対象物にX線を多方向から照射し、その透過量の違いをもとに内部構造を断層画像として再構成することです。


基本の流れです。

  1. X線を照射する
    X線源から対象物に向けてX線を当てます。
  2. 透過したX線を検出する
    対象物の材質や厚みが違うと、X線の通りやすさが変わります。
    たとえば、密度が高い部分や厚い部分はX線が通りにくく、逆に空洞や軽い材料は通りやすくなります。
  3. 対象物を回転させながら多数のデータを取得する
    1方向だけでは内部形状は分からないため、対象物を回転させて、さまざまな角度から透過データを集めます。
  4. コンピュータで断面画像を再構成する
    集めた透過データを計算処理して、対象物の内部断面を画像化します。
    この断面画像を積み重ねることで、内部の3次元構造も可視化できます。

工業用CTで見える代表例は次のようなものです。

鋳造品の巣・気泡・割れ
CTスキャンは、鋳造品の内部に発生する巣・気泡・割れを非破壊で確認できる検査技術です。

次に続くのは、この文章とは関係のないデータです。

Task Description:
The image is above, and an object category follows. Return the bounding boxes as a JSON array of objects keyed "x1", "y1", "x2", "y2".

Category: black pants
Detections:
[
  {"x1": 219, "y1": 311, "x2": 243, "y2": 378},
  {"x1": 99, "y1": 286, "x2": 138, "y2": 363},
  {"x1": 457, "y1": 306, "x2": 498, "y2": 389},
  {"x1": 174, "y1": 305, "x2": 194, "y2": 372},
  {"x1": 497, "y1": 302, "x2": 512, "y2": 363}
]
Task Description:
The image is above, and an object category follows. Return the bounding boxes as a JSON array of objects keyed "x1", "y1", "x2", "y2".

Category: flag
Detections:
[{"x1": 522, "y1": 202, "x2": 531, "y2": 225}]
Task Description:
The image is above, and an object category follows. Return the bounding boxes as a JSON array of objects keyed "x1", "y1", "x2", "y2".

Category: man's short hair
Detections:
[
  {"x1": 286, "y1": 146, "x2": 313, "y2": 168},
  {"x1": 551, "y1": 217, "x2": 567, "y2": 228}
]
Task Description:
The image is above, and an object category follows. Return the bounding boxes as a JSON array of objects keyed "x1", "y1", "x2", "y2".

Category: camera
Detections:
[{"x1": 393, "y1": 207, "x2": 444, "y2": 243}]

X線を多方向から照射し、内部構造を3Dデータ化することで、外観からは見えない欠陥の位置・大きさ・分布を可視化できます。鋳巣やブローホール、内部クラックの検出に有効で、品質保証、強度評価、不良原因の分析、鋳造条件の改善に活用されます。特に複雑形状や重要保安部品では、切断せずに内部品質を確認できる点が大きな利点です。


樹脂成形品の肉厚分布・収縮・変形
樹脂成形品の肉厚分布・収縮・変形を非破壊で詳細に評価できる技術です。製品内部まで含めた3D形状を取得できるため、肉厚の偏り、冷却時の収縮差、反りやねじれなどの変形を可視化できます。さらに、設計CADデータや基準形状と比較することで、寸法偏差や変形量を定量的に把握でき、不良原因の解析や金型修正、成形条件の最適化に役立ちます。試作評価から量産品質管理まで幅広く活用される有効な検査手法です。


複合材の内部剥離
CFRPやGFRPなどの複合材に発生する内部剥離(デラミネーション)を、切断せずに確認できる非破壊検査技術です。X線を用いて内部構造を3Dデータ化することで、層間の剥がれ、空隙、亀裂、繊維配向の乱れなどを可視化できます。外観では判断しにくい損傷の位置・範囲・深さを把握できるため、航空宇宙、自動車、スポーツ用品、産業部品などの品質保証や強度評価、不良原因の解析に有効です。製造条件の改善や補修判断にも役立ちます。


組立品の内部干渉や位置ずれつまりCT式スキャンは、「壊さずに内部を見える化する非破壊検査技術」
といえます。簡単に言うと、X線透過画像をたくさん集めて、コンピュータで断面と3D形状を作る方式です。